So, here's a simple concrete example:
CREATE TABLE FOO
(
FOO_ID BIGINT PRIMARY KEY,
DATA_SET_ID BIGINT FOREIGN KEY REFERENCES DATA_SET(DATA_SET_ID) NOT NULL
)
CREATE TABLE BAR
(
BAR_ID BIGINT PRIMARY KEY,
DATA_SET_ID BIGINT FOREIGN KEY REFERENCES DATA_SET(DATA_SET_ID) NOT NULL,
FOO_ID UNIQUEIDENTIFIER PRIMARY KEY
)
INSERT INTO FOO
SELECT 1, 1 UNION ALL
SELECT 2, 1 UNION ALL
SELECT 3, 1 UNION ALL
INSERT INTO BAR
SELECT 1, 1, 1
SELECT 2, 1, 2
SELECT 3, 1, 3
So, let's say I copy data set 1 into a new data set of ID 2. After I copy, the tables will look like this:
FOO
FOO_ID, DATA_SET_ID
1 1
2 1
3 1
4 2
5 2
6 2
BAR
BAR_ID, DATA_SET_ID, FOO_ID
1 1 1
2 1 2
3 1 3
4 2 4
5 2 5
6 2 6
As you can see, the new BAR rows are referencing the new FOO rows. It's not the rewiring of the DATA_SET_ID's that I'm asking about. I'm asking about rewiring the foreign keys in general.
So, that was surely too much information, but there you go.

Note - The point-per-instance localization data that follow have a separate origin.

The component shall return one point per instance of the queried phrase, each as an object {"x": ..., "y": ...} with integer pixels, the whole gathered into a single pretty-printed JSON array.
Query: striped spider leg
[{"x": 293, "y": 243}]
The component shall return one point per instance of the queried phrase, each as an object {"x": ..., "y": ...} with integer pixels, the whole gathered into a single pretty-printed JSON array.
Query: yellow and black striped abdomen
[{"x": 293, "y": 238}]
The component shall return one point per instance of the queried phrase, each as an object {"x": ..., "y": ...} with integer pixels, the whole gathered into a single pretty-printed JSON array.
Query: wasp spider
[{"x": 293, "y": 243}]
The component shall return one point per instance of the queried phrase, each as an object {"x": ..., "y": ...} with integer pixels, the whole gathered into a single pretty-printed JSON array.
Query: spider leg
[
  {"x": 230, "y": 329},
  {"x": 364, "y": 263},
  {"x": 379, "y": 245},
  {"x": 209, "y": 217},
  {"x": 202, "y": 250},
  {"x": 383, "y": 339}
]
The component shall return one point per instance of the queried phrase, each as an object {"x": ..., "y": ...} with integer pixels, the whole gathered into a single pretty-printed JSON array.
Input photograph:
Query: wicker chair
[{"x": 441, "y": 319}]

I'm sure there are a lot of concerns about performance with the idea of bulk copying the data like this. The tables are not going to be huge. I'm not expecting more than 1000 records in any table, and most of the tables will be much much smaller than that. Old data sets can be deleted outright with no repercussions.
Thanks,
Tedderz
Here is an example with three tables that can probably get you started.
DB schema
CREATE TABLE users
(user_id int auto_increment PRIMARY KEY,
user_name varchar(32));
CREATE TABLE agenda
(agenda_id int auto_increment PRIMARY KEY,
`user_id` int, `agenda_name` varchar(7));
CREATE TABLE events
(event_id int auto_increment PRIMARY KEY,
`agenda_id` int,
`event_name` varchar(8));
An SP to clone a user with his agenda and events records
DELIMITER $$
CREATE PROCEDURE clone_user(IN uid INT)
BEGIN
DECLARE last_user_id INT DEFAULT 0;
INSERT INTO users (user_name)
SELECT user_name
FROM users
WHERE user_id = uid;
SET last_user_id = LAST_INSERT_ID();
INSERT INTO agenda (user_id, agenda_name)

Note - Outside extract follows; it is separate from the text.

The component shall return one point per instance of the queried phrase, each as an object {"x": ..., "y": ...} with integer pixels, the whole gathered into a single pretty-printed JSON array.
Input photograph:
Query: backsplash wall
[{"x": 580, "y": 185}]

SELECT last_user_id, agenda_name
FROM agenda
WHERE user_id = uid;
INSERT INTO events (agenda_id, event_name)
SELECT a3.agenda_id_new, e.event_name
FROM events e JOIN
(SELECT a1.agenda_id agenda_id_old,
a2.agenda_id agenda_id_new
FROM
(SELECT agenda_id, #n := #n + 1 n
FROM agenda, (SELECT #n := 0) n
WHERE user_id = uid
ORDER BY agenda_id) a1 JOIN
(SELECT agenda_id, #m := #m + 1 m
FROM agenda, (SELECT #m := 0) m
WHERE user_id = last_user_id
ORDER BY agenda_id) a2 ON a1.n = a2.m) a3
ON e.agenda_id = a3.agenda_id_old;
END$$
DELIMITER ;
To clone a user
CALL clone_user(3);
Here is SQLFiddle demo.
I recently found myself needing to solve a similar problem; that is, I needed to copy a set of rows in a table (Table A) as well as all of the rows in related tables which have foreign keys pointing to Table A's primary key. I was using Postgres so the exact queries may differ but the overall approach is the same. The biggest benefit of this approach is that it can be used recursively to go infinitely deep
TLDR: the approach looks like this
1) find all the related table/columns of Table A
2) copy the necessary data into temporary tables
3) create a trigger and function to propagate primary key column
updates to related foreign keys columns in the temporary tables
4) update the primary key column in the temporary tables to the next
value in the auto increment sequence
5) Re-insert the data back into the source tables, and drop the
temporary tables/triggers/function
1) The first step is to query the information schema to find all of the tables and columns which are referencing Table A. In Postgres this might look like the following:
SELECT tc.table_name, kcu.column_name
FROM information_schema.table_constraints tc
JOIN information_schema.key_column_usage kcu
ON tc.constraint_name = kcu.constraint_name
JOIN information_schema.constraint_column_usage ccu
ON ccu.constraint_name = tc.constraint_name
WHERE constraint_type = 'FOREIGN KEY'
AND ccu.table_name='<Table A>'
AND ccu.column_name='<Primary Key>'
2) Next we need to copy the data from Table A, and any other tables which reference Table A - lets say there is one called Table B. To start this process, lets create a temporary table for each of these tables and we will populate it with the data that we need to copy. This might look like the following:
CREATE TEMP TABLE temp_table_a AS (
SELECT * FROM <Table A> WHERE ...
)
CREATE TEMP TABLE temp_table_b AS (
SELECT * FROM <Table B> WHERE <Foreign Key> IN (
SELECT <Primary Key> FROM temp_table_a
)
)
3) We can now define a function that will cascade primary key column updates out to related foreign key columns, and trigger which will execute whenever the primary key column changes. For example:
CREATE OR REPLACE FUNCTION cascade_temp_table_a_pk()
RETURNS trigger AS
$$
BEGIN
UPDATE <Temp Table B> SET <Foreign Key> = NEW.<Primary Key>
WHERE <Foreign Key> = OLD.<Primary Key>;
RETURN NEW;
END;
$$ LANGUAGE plpgsql;
CREATE TRIGGER trigger_temp_table_a
AFTER UPDATE
ON <Temp Table A>
FOR EACH ROW
WHEN (OLD.<Primary Key> != NEW.<Primary Key>)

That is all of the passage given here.